If you think about it, satellite data from OCO-2 is also collected from a rooftop of sorts – the highest rooftop of all at the edge of the planet's atmosphere. Even though their perspective is vastly different, both satellites and local sensors are, at their core, trying to do the same thing: measure the total amount of carbon dioxide in a specific area. The more fossil fuel-based cars and buildings an area has, the more carbon dioxide the sensors should register.
But there are complications. For example, some of the carbon dioxide produced on a freeway will be blown by wind out of reach of the sensors. There might also be trees in the vicinity consuming carbon dioxide before the sensors ever measure it. In other words, neither rooftop nor satellite sensors are measuring one specific process, but rather the sum of many. The OCO-2 satellite does not measure the carbon dioxide output from a single car, but rather the end result of many processes added up.
The key difference is that the rooftop sensors sum up processes happening around a city block, whereas a satellite in space sums up these processes over roughly one square mile. Data from the satellite cannot pick out a city street, or even a 10-lane freeway like the I-880. Hyper-local rooftop data like what Jess’s students used was perfect for that.
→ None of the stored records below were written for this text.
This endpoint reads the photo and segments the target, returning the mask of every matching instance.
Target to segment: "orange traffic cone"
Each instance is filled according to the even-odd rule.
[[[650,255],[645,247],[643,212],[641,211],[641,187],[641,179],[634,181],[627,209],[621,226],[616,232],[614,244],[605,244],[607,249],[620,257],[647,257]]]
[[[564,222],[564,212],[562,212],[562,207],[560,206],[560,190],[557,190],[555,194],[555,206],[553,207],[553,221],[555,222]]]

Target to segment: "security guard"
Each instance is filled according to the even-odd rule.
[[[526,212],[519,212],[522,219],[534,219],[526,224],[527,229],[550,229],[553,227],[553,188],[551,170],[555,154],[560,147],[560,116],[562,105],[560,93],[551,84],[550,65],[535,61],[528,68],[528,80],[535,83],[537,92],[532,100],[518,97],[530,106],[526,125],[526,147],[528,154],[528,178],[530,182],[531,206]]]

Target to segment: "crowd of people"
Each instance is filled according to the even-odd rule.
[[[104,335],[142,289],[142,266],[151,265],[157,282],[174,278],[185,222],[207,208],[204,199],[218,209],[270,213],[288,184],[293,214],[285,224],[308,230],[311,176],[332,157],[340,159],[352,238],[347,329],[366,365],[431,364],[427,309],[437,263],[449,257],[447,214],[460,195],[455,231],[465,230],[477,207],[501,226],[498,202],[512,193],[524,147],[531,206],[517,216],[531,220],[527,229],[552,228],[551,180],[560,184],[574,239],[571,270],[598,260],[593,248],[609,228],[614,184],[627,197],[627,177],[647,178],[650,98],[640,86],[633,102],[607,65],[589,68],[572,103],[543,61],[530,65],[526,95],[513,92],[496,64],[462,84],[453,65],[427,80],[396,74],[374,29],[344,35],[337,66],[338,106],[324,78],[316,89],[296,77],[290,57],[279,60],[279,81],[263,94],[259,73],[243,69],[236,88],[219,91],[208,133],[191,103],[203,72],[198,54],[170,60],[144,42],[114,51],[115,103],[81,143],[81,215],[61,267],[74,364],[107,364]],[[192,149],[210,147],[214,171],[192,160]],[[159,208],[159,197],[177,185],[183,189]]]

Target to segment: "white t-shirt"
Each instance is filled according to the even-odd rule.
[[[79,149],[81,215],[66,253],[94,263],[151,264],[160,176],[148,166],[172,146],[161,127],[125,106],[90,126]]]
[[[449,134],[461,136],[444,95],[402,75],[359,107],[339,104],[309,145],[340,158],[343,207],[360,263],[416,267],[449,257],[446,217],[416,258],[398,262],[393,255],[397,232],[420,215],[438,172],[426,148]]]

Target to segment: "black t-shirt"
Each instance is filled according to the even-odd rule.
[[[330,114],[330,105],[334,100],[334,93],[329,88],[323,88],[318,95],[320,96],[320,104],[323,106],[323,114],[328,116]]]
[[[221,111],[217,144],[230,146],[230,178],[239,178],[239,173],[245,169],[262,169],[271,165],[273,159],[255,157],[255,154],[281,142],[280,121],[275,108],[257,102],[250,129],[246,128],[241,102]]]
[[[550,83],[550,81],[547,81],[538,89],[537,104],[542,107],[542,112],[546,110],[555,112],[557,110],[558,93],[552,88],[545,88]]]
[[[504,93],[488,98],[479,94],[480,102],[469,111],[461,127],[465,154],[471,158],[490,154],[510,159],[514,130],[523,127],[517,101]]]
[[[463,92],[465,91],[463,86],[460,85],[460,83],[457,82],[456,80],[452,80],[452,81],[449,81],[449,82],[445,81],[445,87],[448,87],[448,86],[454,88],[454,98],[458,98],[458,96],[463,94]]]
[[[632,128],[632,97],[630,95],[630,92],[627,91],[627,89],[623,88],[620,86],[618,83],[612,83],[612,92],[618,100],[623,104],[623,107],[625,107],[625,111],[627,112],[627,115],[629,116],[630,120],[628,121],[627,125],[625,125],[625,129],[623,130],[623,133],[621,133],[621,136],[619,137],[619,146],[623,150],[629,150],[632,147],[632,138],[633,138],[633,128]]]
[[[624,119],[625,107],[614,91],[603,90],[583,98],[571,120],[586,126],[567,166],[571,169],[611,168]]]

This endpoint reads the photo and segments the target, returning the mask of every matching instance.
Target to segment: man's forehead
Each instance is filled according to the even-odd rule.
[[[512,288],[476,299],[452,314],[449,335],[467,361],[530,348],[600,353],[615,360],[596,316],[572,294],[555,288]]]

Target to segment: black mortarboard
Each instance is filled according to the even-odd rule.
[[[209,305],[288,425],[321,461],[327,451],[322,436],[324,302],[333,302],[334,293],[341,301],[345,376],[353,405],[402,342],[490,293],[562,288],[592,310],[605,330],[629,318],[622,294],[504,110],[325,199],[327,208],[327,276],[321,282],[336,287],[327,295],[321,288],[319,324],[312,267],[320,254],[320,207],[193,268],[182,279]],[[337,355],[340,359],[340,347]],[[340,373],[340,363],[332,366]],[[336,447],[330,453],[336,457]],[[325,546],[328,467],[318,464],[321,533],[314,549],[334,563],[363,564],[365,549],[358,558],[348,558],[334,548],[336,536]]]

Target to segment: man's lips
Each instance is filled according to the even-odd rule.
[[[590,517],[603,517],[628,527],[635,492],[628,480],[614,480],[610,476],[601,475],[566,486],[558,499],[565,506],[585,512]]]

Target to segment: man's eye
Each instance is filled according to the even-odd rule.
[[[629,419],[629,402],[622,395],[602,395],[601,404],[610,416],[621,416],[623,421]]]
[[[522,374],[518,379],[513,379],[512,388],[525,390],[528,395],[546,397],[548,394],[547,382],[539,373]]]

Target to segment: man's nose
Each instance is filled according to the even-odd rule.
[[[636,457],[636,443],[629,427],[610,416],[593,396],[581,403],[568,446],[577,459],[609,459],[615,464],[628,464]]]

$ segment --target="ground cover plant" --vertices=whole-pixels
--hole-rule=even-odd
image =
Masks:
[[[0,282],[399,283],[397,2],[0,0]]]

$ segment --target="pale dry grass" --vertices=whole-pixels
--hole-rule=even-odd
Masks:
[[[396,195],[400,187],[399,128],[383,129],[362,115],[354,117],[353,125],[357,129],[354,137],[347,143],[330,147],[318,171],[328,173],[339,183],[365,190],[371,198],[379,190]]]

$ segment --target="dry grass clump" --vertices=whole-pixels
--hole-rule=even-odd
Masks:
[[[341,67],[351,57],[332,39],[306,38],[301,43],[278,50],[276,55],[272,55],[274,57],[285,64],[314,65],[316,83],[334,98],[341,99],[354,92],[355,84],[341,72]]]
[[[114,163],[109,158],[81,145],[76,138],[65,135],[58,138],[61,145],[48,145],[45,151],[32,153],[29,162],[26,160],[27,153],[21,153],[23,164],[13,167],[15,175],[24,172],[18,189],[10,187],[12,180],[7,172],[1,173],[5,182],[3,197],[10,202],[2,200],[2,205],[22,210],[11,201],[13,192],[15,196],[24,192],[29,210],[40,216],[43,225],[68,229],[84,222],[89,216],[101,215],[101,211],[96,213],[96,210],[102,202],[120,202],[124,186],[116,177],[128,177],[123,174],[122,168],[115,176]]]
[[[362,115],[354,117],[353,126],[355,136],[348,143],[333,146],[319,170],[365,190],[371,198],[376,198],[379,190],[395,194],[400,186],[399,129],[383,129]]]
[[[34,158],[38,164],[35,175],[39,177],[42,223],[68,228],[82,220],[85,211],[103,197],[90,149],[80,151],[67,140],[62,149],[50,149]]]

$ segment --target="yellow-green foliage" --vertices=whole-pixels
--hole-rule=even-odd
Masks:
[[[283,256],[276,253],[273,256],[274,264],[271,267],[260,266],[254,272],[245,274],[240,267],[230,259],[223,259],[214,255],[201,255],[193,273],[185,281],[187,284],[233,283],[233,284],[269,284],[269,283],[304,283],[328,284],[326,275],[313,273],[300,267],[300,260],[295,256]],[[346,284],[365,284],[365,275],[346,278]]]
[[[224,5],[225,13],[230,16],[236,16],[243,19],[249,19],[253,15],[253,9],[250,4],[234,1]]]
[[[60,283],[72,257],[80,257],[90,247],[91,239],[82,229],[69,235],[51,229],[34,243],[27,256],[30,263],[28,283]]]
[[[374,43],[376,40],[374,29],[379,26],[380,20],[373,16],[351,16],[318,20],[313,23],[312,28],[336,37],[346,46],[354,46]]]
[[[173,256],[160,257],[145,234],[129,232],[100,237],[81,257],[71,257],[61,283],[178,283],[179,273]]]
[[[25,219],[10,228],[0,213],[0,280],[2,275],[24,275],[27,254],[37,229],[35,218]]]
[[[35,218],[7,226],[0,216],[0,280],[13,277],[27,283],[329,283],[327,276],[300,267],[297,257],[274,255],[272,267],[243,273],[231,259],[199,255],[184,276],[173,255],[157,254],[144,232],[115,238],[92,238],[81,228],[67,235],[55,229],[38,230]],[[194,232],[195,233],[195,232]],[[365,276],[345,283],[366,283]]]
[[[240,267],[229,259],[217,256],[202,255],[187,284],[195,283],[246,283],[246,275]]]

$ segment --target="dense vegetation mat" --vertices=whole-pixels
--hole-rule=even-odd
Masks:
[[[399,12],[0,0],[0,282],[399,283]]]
On the other hand, if the students – or, say, city leaders – wanted to compare carbon dioxide concentrations over the San Francisco area with surrounding wilderness areas, JPL’s OCO-2 satellite data would better serve them.
And because OCO-2 observes the whole planet as it orbits, Jess’ students could even extend their comparison for cities world-wide, all courtesy of the same data source. For example, researchers using OCO-2 data compared carbon dioxide concentrations between urban and surrounding rural areas for over 80 cities in one fell swoop. It’s with this larger-picture perspective – regional, national, and global – where a satellite can really come in handy.
For Jess, the data makes a huge difference for her students. “It allows them to see the purpose of science, and realize they can do things to help their community. I prompt them to realize that, in using the data, they too become scientists.”